Clin Epidemiol
. 2022 Mar 22;14:369-384.
doi: 10.2147/CLEP.S323292. eCollection 2022.
Unraveling COVID-19: A Large-Scale Characterization of 4.5 Million COVID-19 Cases Using CHARYBDIS
Kristin Kostka 1 2 , Talita Duarte-Salles 3 , Albert Prats-Uribe 4 , Anthony G Sena 5 6 , Andrea Pistillo 3 , Sara Khalid 4 , Lana Y H Lai 7 , Asieh Golozar 8 9 , Thamir M Alshammari 10 , Dalia M Dawoud 11 , Fredrik Nyberg 12 , Adam B Wilcox 13 14 , Alan Andryc 5 , Andrew Williams 15 , Anna Ostropolets 16 , Carlos Areia 17 , Chi Young Jung 18 , Christopher A Harle 19 , Christian G Reich 1 2 , Clair Blacketer 5 6 , Daniel R Morales 20 , David A Dorr 21 , Edward Burn 3 4 , Elena Roel 3 22 , Eng Hooi Tan 4 , Evan Minty 23 , Frank DeFalco 5 , Gabriel de Maeztu 24 , Gigi Lipori 19 , Hiba Alghoul 25 , Hong Zhu 26 , Jason A Thomas 13 , Jiang Bian 19 , Jimyung Park 27 , Jordi Martínez Roldán 28 , Jose D Posada 29 , Juan M Banda 30 , Juan P Horcajada 31 , Julianna Kohler 32 , Karishma Shah 33 , Karthik Natarajan 16 34 , Kristine E Lynch 35 36 , Li Liu 37 , Lisa M Schilling 38 , Martina Recalde 3 22 , Matthew Spotnitz 14 , Mengchun Gong 39 , Michael E Matheny 40 41 , Neus Valveny 42 , Nicole G Weiskopf 21 , Nigam Shah 29 , Osaid Alser 43 , Paula Casajust 42 , Rae Woong Park 27 44 , Robert Schuff 21 , Sarah Seager 1 , Scott L DuVall 35 36 , Seng Chan You 45 , Seokyoung Song 46 , Sergio Fernández-Bertolín 3 , Stephen Fortin 5 , Tanja Magoc 19 , Thomas Falconer 16 , Vignesh Subbian 47 , Vojtech Huser 48 , Waheed-Ul-Rahman Ahmed 33 49 , William Carter 38 , Yin Guan 50 , Yankuic Galvan 19 , Xing He 19 , Peter R Rijnbeek 6 , George Hripcsak 16 34 , Patrick B Ryan 5 16 , Marc A Suchard 51 , Daniel Prieto-Alhambra 4
Affiliations
- PMID: 35345821
- PMCID: PMC8957305
- DOI: 10.2147/CLEP.S323292
Abstract
Purpose: Routinely collected real world data (RWD) have great utility in aiding the novel coronavirus disease (COVID-19) pandemic response. Here we present the international Observational Health Data Sciences and Informatics (OHDSI) Characterizing Health Associated Risks and Your Baseline Disease In SARS-COV-2 (CHARYBDIS) framework for standardisation and analysis of COVID-19 RWD.

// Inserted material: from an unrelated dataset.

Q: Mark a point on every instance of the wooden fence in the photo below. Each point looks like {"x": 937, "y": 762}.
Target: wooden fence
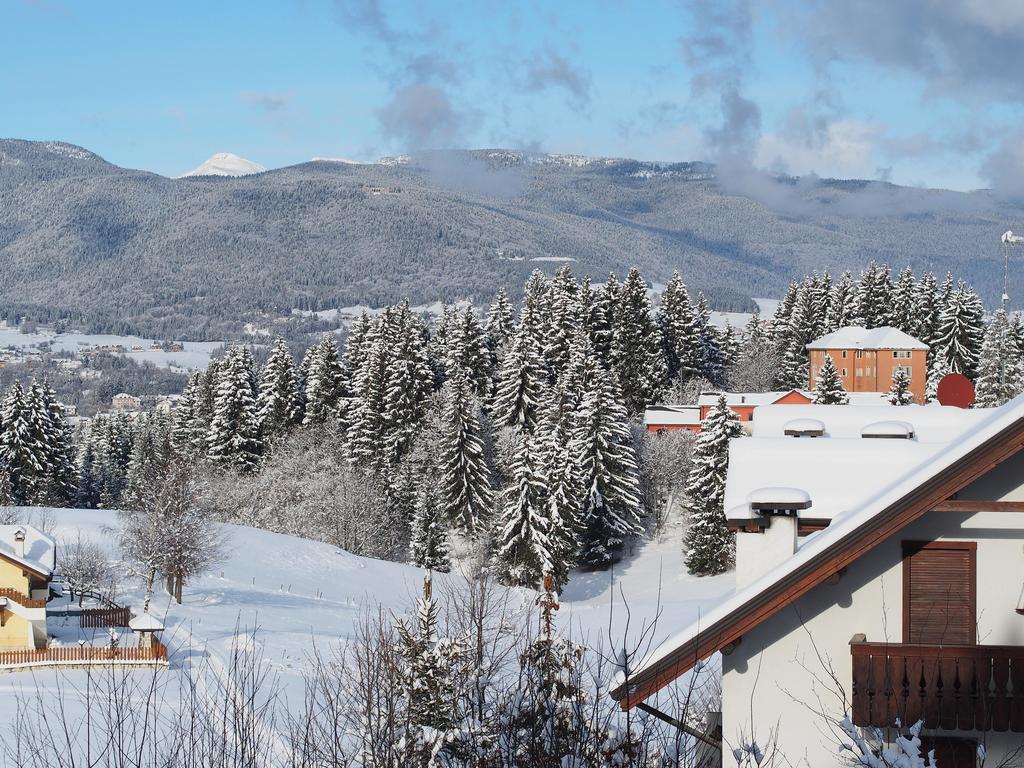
{"x": 104, "y": 617}
{"x": 79, "y": 654}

Patients and methods: We conducted a descriptive retrospective database study using a federated network of data partners in the United States, Europe (the Netherlands, Spain, the UK, Germany, France and Italy) and Asia (South Korea and China). The study protocol and analytical package were released on 11th June 2020 and are iteratively updated via GitHub. We identified three non-mutually exclusive cohorts of 4,537,153 individuals with a clinical COVID-19 diagnosis or positive test, 886,193 hospitalized with COVID-19, and 113,627 hospitalized with COVID-19 requiring intensive services.

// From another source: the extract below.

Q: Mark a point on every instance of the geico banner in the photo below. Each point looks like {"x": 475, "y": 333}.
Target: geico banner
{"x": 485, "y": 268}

Results: We aggregated over 22,000 unique characteristics describing patients with COVID-19. All comorbidities, symptoms, medications, and outcomes are described by cohort in aggregate counts and are readily available online. Globally, we observed similarities in the USA and Europe: more women diagnosed than men but more men hospitalized than women, most diagnosed cases between 25 and 60 years of age versus most hospitalized cases between 60 and 80 years of age. South Korea differed with more women than men hospitalized. Common comorbidities included type 2 diabetes, hypertension, chronic kidney disease and heart disease. Common presenting symptoms were dyspnea, cough and fever. Symptom data availability was more common in hospitalized cohorts than diagnosed.

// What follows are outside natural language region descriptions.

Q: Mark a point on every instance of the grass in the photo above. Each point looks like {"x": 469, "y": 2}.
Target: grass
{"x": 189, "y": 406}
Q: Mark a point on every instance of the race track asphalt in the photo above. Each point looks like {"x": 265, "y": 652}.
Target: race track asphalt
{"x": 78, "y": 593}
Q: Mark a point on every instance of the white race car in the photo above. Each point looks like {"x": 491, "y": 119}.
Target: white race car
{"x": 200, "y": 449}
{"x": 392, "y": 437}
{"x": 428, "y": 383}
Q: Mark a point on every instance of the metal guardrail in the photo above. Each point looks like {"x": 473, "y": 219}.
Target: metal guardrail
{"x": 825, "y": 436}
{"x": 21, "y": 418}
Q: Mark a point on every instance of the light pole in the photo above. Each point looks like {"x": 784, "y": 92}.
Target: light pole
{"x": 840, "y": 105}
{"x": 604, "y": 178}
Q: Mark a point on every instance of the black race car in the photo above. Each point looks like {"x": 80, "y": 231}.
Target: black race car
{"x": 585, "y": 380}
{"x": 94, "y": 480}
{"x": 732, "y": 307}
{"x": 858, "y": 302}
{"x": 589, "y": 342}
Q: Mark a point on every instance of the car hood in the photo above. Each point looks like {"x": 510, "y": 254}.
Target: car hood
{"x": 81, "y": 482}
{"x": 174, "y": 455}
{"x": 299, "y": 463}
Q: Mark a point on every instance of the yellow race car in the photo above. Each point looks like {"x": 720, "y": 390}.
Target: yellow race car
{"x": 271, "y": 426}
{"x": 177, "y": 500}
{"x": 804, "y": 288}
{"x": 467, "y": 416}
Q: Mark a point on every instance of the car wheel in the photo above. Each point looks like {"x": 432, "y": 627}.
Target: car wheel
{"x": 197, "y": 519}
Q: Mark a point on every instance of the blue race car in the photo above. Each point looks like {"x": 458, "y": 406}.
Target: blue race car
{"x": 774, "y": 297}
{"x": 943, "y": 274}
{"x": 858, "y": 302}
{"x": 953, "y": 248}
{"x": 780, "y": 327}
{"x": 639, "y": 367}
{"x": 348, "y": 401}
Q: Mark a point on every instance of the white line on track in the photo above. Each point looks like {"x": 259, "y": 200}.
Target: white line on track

Conclusion: We constructed a global, multi-centre view to describe trends in COVID-19 progression, management and evolution over time. By characterising baseline variability in patients and geography, our work provides critical context that may otherwise be misconstrued as data quality issues. This is important as we perform studies on adverse events of special interest in COVID-19 vaccine surveillance.
Keywords: OHDSI; OMOP CDM; descriptive epidemiology; open science; real world data; real world evidence.